“Ogni individuo possiede una rappresentazione unica su come vengano espresse differenti emozioni, affine all’idea di un’impronta digitale“. E’ quanto spiegato da Nicola Binetti, ricercatore della Scuola Internazionale Superiore di Studi Avanzati di Trieste (Sissa). Binetti è da poco rientrato in Italia dopo aver guidato un gruppo di lavoro alla Queen Mary University of London. Con il team il ricercatore italiano ha mappato diverse espressioni facciali umane grazie alla combinazione di algoritmi genetici. Sono stati utilizzati avatar 3D fotorealistici.
La gamma di espressioni facciali umane associate a un particolare stato emotivo non è ancora nota. Ciò dipende anche dal fatto che il numero di possibili espressioni è molto vasto. I risultati dello studio sono stati pubblicati su PNAS. Ciascuno dei 336 partecipanti ha creato l’espressione corrispondente a una particolare emozione. Grazie ad un algoritmo i partecipanti hanno potuto far evolvere i volti per raggiungere la loro espressione preferita.
L’analisi delle espressioni facciali
“In questo studio – ha riferito Binetti – ci siamo interessati a quantificare la variabilità di rappresentazioni di espressioni facciali in un’ampia rosa di partecipanti. Ognuno di noi ha ‘un’idea’ (una rappresentazione interna) di quale espressione facciale corrisponda a differenti stati affettivi, come felicità, rabbia o tristezza. La nostra abilità di comunicare ed interpretare il significato di espressioni facciali in gran parte dipende dal fatto che queste rappresentazioni sono largamente condivise all’interno della popolazione. Vale a dire, persone diverse hanno idee sovrapponibili sull’aspetto di un espressione che comunica felicità o rabbia”.
“Ci sono però anche differenze, ad esempio spiegate da fattori culturali o clinici (ad es occidentali vs asiatici, o individui affetti da depressione vs soggetti di controllo). Dal nostro studio è emerso che questa variabilità nelle rappresentazioni di emozioni è riscontrabile su una scala individuale, dove nonostante le similitudini tra persone differenti, ogni individuo possiede una rappresentazione unica su come vengano espresse differenti emozioni, affine all’idea di un’impronta digitale“.
L’utilizzo di algoritmi
Per realizzare questa ricerca “abbiamo utilizzato – ha precisato l’esperto – una tecnica fondata su algoritmi genetici per consentire a persone di modellare espressioni facciali raffigurate da un volto artificiale (3D), che rappresentano stati di felicità, tristezza, rabbia o paura. Algoritmi genetici sono ispirati a meccanismi di selezione naturale, dove vengono selezionati ed evoluti tratti presenti in una popolazione. Possiamo prendere ad esempio l’allevamento di cani, dove a partire da una serie di esemplari, possiamo enfatizzare o rimuovere alcuni tratti presenti nel gruppo selezionando quali animali possono riprodursi. Un criterio simile è stato adottato con i volti artificiali presentati ai nostri partecipanti”.

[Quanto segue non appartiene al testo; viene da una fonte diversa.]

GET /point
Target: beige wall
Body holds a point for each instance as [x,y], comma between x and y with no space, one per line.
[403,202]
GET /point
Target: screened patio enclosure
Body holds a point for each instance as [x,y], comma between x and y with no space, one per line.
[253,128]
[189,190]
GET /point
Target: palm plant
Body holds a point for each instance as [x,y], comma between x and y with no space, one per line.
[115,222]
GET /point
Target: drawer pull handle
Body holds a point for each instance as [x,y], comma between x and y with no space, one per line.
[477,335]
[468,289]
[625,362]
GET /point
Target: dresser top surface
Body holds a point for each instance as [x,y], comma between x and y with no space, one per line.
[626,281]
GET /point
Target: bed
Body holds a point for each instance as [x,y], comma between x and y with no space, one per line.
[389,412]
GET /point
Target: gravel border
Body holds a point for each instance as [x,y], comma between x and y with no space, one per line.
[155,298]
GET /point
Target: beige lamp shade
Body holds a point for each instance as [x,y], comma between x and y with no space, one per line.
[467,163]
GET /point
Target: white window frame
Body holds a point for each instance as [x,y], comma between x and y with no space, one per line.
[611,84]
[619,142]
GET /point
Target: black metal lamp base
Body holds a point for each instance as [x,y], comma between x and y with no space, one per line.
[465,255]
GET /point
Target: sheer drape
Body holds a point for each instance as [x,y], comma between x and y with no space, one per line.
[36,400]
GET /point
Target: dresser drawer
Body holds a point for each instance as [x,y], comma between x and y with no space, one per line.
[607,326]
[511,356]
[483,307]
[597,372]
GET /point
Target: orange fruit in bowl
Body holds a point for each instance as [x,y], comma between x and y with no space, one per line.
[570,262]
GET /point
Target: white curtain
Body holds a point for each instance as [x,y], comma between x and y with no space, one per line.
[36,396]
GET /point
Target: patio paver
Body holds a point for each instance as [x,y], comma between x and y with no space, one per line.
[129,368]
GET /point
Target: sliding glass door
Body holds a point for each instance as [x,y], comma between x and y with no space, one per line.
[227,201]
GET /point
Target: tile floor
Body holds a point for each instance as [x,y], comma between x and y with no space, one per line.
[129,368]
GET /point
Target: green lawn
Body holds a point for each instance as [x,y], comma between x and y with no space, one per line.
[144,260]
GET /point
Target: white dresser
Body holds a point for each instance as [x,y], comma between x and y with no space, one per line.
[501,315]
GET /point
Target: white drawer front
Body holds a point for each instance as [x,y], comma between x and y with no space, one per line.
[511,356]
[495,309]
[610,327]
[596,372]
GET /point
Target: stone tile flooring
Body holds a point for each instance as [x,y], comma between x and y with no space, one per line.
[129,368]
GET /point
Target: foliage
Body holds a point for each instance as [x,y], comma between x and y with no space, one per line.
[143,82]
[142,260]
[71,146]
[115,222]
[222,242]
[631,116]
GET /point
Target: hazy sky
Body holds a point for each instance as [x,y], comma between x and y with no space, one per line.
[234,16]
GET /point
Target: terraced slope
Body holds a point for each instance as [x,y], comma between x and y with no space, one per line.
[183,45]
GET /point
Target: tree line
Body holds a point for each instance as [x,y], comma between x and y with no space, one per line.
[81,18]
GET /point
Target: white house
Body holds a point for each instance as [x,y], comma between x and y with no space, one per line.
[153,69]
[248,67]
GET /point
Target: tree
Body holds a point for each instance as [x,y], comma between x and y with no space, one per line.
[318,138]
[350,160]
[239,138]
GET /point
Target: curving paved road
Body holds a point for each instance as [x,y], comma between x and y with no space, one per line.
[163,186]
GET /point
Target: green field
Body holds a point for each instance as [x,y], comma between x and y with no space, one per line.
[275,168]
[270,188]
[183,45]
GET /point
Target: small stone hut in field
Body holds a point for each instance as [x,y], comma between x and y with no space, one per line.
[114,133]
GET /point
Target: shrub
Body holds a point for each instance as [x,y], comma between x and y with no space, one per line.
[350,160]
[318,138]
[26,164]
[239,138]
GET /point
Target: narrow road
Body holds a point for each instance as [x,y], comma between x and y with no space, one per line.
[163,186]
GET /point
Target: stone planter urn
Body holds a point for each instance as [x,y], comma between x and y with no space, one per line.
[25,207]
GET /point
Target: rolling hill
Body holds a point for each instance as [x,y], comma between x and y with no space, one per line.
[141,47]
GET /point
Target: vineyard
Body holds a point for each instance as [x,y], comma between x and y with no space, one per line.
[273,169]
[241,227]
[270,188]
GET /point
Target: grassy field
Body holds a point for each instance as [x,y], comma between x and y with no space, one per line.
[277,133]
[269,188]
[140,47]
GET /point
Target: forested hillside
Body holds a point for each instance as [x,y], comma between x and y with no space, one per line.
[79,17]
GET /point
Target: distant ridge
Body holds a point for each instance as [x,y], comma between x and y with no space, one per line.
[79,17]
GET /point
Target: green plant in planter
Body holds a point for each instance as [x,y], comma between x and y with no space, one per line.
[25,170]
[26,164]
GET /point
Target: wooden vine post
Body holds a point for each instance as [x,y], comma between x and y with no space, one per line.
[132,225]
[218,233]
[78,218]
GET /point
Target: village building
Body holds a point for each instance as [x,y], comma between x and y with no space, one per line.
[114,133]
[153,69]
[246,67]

“A partire da una serie di 10 volti raffiguranti diverse espressioni, i partecipanti selezionano quali volti hanno una mimica compatibile con l’espressione che intendono modellare (ad es un volto che esprime rabbia). Queste selezioni determinano quali tratti espressivi saranno incrociati e quali “geni” verranno propagati alla generazione futura (una nuova serie di 10 volti generati dall’algoritmo). Questo processo si ripete più volte, dove nell’ultima generazione le espressioni convergono sulla rappresentazione che quel partecipante ha di un particolare stato affettivo“.
Le conclusioni dello studio
Con questa metodologia “abbiamo osservato – ha precisato il ricercatore – una sostanziale variabilità nelle rappresentazioni di emozioni nella popolazione testata. Ogni persona ha un’idea propria su quali siano le espressioni facciali che comunicano specifiche emozioni. Queste differenze hanno implicazioni sul versante percettivo, dove una serie di espressioni facciali possono essere interpretate differentemente in funzione di questa variabilità nelle rappresentazioni tra persone differenti. Una stessa espressione potrebbe essere riconosciuta come triste da parte di un individuo, o come impaurita da parte di un altro, in funzione di diversi modi di intendere il come queste emozioni vengono espresse”.
“Questi dati – ha concluso il ricercatore – hanno implicazioni importanti per comprendere i meccanismi, e le differenze individuali, alla base delle nostre abilità di riconoscere, discriminare e rispondere all’informazione affettiva espressa tramite la mimica facciale”.